Mais on est bien au-delà de la simple récupération politique ou électorale. Ce geste dépasse aussi la volonté de fuir dans la spectacle médiatique la dureté des temps. C’est tout cela mais bien plus encore. A travers ce geste s’accomplit la destinée d’une institution présidentielle de moins en moins tournée vers le bien commun d’une Nation, et de plus en plus la sublimation extrême d’une figure médiatique ou sa totémisation.

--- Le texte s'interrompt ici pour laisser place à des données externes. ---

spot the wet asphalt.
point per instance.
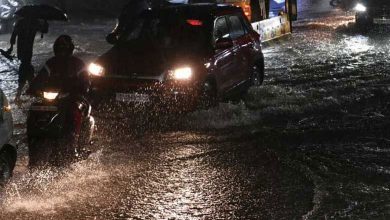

Le président se confond avec un phénomène qui est la quintessence de l’émotion planétaire. Il se positionne au cœur du soleil médiatique universel, dans une logique d’extrême sublimation narcissique. L’incarnation de l’Etat national est transcendée en incarnation de l’illusion universelle. Le chagrin de M. M’Bappé – faut-il relativiser – est celui d’un homme titulaire d’un contrat de 600 millions d’euros sur trois ans. D’autres habitants de cette planète méritent au moins autant d’être consolés: les parents des 180 jeunes torturés, massacrés par les Ayatollahs en Iran; ceux des 450 enfants tués sous les bombes en Ukraine, les Arméniens anéantis par la barbarie de l’Azerbaïdjan, plus près de nous sur le plan national ceux des victimes de Vaux-en-Velin et tous ces millions de familles réduites à la pauvreté par le chômage et l’inflation ou frappées par la criminalité et la violence.
Mais non, l’émotion universelle se concentre, à travers l’étreinte du chef de l’Etat, sur l’un des hommes les plus riches de la planète. Ainsi nous avons assisté à un signe impressionnant du dérèglement des esprits dans un monde livré à l’idolâtrie.